LES RESINIERS
La récolte de la résine remonte à la très haute antiquité, des blocs de résine ont été retrouvés dans des tombeaux égyptiens et dans des amphores
La résine servait ainsi à fabriquer des torches et des bougies. Par distillation, elle fournit de nombreux produits de première utilité : essence de térébenthine, solvant de peintures (20%) et colophane utilisé dans la fabrication des colles de papeterie, de savon, et de vernis (70%)
Après la campagne de boisement des plaines landaises par Napoléon III en 1857,le pin constitua un enjeu économique important Au début du 20° siècle , l’exploitation de la résine connaît une telle ampleur que tous les pins de Gascogne sont gemmés . En 1911 , le gemmage est légalisé sur l’Ile d’Oléron, l’exploitation durera un demi-siècle ;puis les cours de la résine s’effondrèrent ,concurrencée par les produits issus du pétrole , le white spirit remplaçant la térébenthine et par des pays comme les USA , la Russie , l’Espagne qui la produisent a meilleur cout.

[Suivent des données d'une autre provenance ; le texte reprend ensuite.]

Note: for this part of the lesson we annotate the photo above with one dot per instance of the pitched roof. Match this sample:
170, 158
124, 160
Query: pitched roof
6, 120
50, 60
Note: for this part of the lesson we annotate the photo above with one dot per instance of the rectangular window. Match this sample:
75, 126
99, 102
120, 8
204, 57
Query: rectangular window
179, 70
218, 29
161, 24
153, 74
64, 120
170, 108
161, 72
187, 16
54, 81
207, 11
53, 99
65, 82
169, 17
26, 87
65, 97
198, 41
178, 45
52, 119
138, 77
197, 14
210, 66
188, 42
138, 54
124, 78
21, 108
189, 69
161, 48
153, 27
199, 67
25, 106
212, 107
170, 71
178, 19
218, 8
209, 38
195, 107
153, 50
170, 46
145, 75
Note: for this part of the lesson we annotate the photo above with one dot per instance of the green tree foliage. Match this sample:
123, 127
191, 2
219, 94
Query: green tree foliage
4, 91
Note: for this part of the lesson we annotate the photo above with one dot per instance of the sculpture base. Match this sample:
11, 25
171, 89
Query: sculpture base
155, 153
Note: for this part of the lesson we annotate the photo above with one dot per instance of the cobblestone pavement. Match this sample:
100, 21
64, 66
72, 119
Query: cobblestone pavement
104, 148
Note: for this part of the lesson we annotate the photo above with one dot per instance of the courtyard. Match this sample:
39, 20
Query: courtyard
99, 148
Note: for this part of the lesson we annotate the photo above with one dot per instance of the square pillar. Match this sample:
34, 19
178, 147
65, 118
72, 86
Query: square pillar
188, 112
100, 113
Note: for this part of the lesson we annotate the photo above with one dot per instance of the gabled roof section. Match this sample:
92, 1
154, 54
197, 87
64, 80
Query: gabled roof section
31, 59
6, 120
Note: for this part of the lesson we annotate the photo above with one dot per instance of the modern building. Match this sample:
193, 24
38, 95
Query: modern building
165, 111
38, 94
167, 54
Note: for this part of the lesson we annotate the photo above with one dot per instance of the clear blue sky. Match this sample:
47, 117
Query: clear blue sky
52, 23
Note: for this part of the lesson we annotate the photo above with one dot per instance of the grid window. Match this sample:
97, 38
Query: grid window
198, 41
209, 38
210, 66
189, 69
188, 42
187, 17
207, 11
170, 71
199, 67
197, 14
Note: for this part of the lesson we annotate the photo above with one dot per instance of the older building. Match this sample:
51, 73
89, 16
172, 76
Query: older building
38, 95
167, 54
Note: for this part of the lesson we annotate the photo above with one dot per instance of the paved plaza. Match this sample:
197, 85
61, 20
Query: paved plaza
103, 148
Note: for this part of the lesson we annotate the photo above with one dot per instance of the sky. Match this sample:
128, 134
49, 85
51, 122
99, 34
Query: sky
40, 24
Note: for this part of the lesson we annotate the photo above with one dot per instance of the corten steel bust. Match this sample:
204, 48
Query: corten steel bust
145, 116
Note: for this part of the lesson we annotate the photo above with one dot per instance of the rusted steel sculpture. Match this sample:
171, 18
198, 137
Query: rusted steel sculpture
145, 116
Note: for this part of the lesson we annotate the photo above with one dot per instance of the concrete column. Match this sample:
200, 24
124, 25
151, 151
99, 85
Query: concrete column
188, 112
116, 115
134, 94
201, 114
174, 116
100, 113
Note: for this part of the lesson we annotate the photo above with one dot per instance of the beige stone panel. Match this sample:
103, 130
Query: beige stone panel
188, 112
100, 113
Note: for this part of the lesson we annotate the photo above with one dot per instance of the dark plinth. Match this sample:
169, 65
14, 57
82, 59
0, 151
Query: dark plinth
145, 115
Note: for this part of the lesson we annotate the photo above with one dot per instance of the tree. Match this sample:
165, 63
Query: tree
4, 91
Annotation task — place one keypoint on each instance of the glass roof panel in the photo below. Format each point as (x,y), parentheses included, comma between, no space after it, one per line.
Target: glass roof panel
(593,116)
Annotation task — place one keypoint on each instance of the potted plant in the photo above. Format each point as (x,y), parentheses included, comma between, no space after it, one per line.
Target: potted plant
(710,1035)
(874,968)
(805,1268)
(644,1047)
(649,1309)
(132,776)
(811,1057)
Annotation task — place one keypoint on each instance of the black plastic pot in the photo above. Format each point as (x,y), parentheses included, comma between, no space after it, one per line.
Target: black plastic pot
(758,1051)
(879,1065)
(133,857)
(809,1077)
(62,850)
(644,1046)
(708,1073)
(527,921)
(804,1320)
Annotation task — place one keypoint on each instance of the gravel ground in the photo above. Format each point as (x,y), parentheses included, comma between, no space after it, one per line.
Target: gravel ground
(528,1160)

En 1970 la distillerie de la Tremblade fermait ses portes et seul quelques résiniers restaient témoins de cette époque.
Les vieux pins de l’ile d’Oléron portent encore les cicatrices du gemmage particulièrement sur ce site où des démonstrations étaient effectuées, il y a encore quelques années.
Les résiniers récoltaient la résine en pratiquant le gemmage des pins .L’écorce enlevée, l’arbre d’or laissait s’écouler son précieux nectar.
Un pin produit en général 1,6l de résine par an, voire 2 litres. La forêt de St Trojan exploitait 100 000 pins et produisait annuellement 1500 hectolitres de résine.
Les pins etaient gemmés soit « à mort », produisant le maximum de résine avant l’abattage, soit « à vie », le pin supportant une saignée tous les ans La saignée du pin etait activée régulièrement ; la care laissait s’écouler l’or végétal le long du crampon, petite lamelle de Zinc, dans un pot de terre fixé le long du tronc
L’abandon du gemmage entraina egalement une modification de la forêt, les résiniers par leur trajet de pins en pins limitaient l’extension des chênes vert et des fougères qui reprirent le dessus, plus particulierement depuis la tempete de 1999 qui vit 40% des pins mis a terre.
Le parfum balsamique répandu par la gemme perdait de son intensité
Le vocabulaire du matériel était spécifique, et, fut apporté par les gascons ,pionniers du gemmage sur l’Ile, Hapchot, escouarte, barasquit d’espourga (pourgu désigne en gascon ce qui salit) etc.
Aujourd’hui, le pin maritime n’est plus exploité pour sa résine mais pour son bois.